Ingin Hindari Negara Berpendapatan Menengah, Ini Caranya
Editor
Zed abidien
Senin, 18 April 2016 15:29 WIB
TEMPO.CO, Jakarta - Pengamat ekonomi Faisal Basri mengatakan ada tiga faktor yang mempengaruhi Indonesia akan terjebak di level negara berpenghasilan menengah atau tidak.
"Pertama, tingkat pendidikan. Kedua, peran teknologi. Dan yang ketiga, harmoni," ucap Faisal dalam acara diskusi di Universitas Katolik Atma Jaya, Jakarta, Senin, 18 April 2016.
Faisal menjelaskan, untuk menjadi negara maju, jumlah penduduk Indonesia yang mengenyam tingkat pendidikan menengah seperti sekolah menengah pertama dan sekolah menengah atas harus bertambah. "Ada indikator seperti kualitas pendidikan," ujarnya.
Faktor yang kedua, tutur dia, terkait dengan peranan teknologi dalam produksi serta ekspor barang dan jasa. Semakin besar peran teknologi dalam ekspor barang, Indonesia menunjukkan makin majunya perekonomian.
Faisal kemudian menjelaskan faktor terakhir, yakni terciptanya harmoni. Ini tercermin dari kesenjangan atau rasio koefisien gini yang rendah. Menurut dia, tingkat kesenjangan ekonomi yang tinggi akan memunculkan ketidakharmonisan. Tak ada negara yang berhasil lolos dari jebakan pendapatan menengah yang tak harmonis.
Masalahnya, kata Faisal, tingkat kesenjangan Indonesia cukup tinggi dan cenderung semakin tinggi.

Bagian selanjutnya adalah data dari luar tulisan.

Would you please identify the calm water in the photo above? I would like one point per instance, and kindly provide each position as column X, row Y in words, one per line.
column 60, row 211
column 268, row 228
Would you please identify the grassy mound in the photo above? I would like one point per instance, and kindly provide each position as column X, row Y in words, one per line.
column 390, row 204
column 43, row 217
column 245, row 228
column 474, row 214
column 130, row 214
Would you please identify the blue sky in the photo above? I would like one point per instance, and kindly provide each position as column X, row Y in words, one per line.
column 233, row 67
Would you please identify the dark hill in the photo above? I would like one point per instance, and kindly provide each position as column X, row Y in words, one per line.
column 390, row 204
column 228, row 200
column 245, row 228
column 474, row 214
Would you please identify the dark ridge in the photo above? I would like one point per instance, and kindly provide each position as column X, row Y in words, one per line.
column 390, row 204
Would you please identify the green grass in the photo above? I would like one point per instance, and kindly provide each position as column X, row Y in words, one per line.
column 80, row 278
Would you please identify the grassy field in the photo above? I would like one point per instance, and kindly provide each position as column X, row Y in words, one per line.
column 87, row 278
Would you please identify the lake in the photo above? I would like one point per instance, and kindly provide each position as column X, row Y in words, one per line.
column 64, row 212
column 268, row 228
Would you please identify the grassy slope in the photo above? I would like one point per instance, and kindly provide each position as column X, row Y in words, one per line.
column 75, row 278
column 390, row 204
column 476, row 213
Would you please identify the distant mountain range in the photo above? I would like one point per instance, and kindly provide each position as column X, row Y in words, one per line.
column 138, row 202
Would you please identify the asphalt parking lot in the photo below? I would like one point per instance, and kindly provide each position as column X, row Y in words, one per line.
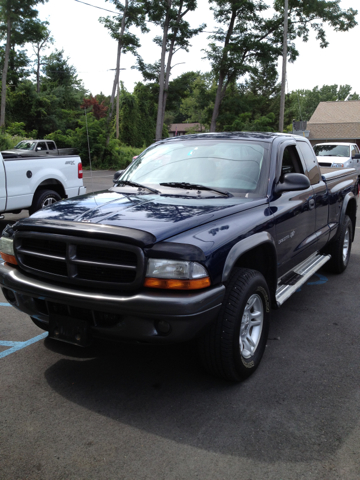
column 139, row 412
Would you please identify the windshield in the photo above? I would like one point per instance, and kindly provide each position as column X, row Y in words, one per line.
column 25, row 145
column 237, row 166
column 332, row 150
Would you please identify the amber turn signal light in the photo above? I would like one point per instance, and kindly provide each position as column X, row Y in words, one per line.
column 172, row 284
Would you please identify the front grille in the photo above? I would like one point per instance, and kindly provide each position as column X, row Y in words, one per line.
column 80, row 261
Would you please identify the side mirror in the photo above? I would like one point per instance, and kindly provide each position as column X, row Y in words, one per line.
column 292, row 182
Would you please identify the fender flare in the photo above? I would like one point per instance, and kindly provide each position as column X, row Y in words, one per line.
column 349, row 197
column 244, row 246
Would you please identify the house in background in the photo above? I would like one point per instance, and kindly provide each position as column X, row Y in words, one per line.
column 335, row 122
column 184, row 128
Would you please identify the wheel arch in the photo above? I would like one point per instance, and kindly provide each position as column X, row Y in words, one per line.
column 349, row 209
column 257, row 252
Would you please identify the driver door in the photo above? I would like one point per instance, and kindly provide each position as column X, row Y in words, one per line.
column 295, row 221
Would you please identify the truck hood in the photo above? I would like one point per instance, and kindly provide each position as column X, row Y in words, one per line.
column 162, row 216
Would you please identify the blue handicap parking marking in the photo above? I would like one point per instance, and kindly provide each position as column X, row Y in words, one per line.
column 15, row 346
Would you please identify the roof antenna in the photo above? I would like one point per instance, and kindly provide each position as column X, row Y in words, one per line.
column 87, row 134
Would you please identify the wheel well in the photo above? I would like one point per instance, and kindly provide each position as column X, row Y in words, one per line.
column 263, row 259
column 51, row 184
column 351, row 213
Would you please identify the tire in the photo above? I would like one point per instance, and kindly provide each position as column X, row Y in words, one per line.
column 340, row 247
column 225, row 351
column 43, row 199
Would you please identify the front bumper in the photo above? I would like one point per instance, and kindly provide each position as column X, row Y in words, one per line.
column 154, row 316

Menurut dia, Indonesia berada di posisi ketiga dalam daftar negara dengan kesenjangan terburuk setelah India dan Thailand. "Artinya, 1 persen rumah tangga terkaya menikmati 40 persen lebih kekayaan nasional," ucapnya.
Faisal menambahkan, kekayaan nasional yang hanya dinikmati 1 persen masyarakat akan menciptakan ketidakharmonisan dan sentimen yang bermacam-macam. "Negara-negara yang telah lolos dari perangkap penghasilan menengah ini sangat rendah kesenjangannya."
Faisal melihat tiga hal inilah yang menjadi penentu Indonesia akan terjebak sebagai negara berpenghasilan menengah atau bisa lolos dari jebakan ini. Menurut dia, pemerintah harus introspeksi atas apa yang dilakukan selama ini. Sebab, Indonesia, ujar dia, masih bisa melakukan sesuatu untuk memperbaiki keadaan. "Banyak yang bisa dilakukan. Kita ini baru mulai."